There's also flag-burning. The House of Representatives approved last week an amendment to the Founding Fathers' constitution legally prohibiting the desecration of the Stars and Stripes. Tell that to the Londoner wearing his Union Jack underpants on the beach at Torremolinos.Tell him also about the law, applied in most states, forbidding voters under the age of 21 from buying alcohol at liquor stores and all voters from holding an open can of beer on the streets or on the front porches of their homes.

On "family values" the truth is that Michael Portillo has rather more in common with Tony Blair than Mr Gingrich, and the Eurosceptics have more in common with Felipe Gonzalez than the Republican right.

The area of agreement most often identified concerns the right-wing devotion to the principle of reducing the role of Big Government. But principle is as far as it goes. The differences emerge in the specifics. Examination of Mr Gingrich's proposals reveals that what he has in mind is the devolution of large chunks of power from central to local government. Cut the federal welfare budget and pass on responsibility for unwed teenage mothers to the states. Abolish the Departments of Education, Health and Commerce and transfer part of the cash saved to local government.

Whereas, in the language of the American right, Washington is the enemy, nothing in John Redwood's manifesto last week suggested that he believes the sovereignty of the British parliament should be curtailed. Yet he quite cheerfully admits to admiring Mr Gingrich.

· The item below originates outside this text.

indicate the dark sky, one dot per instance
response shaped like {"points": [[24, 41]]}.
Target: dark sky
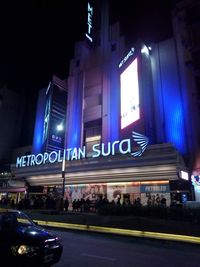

Which must be for the same reasons that other politicians of other political persuasions admire him: the House Speaker is a man of extraordinary vitality, driving ambition and political nous.

The imagined kinship of ideology between Tories and Republicans rests on nostalgia for the Cold War certitudes that bound Margaret Thatcher and Ronald Reagan together. Those days are gone. Americans, mindful after the fall of Communism that the reason they founded their nation was to leave the rest of the world behind, are trying now to deal with their own unique problems. If what the Eurosceptics are looking for is a political model viable in Britain, they would be better off looking south across the Channel than west across the Atlantic.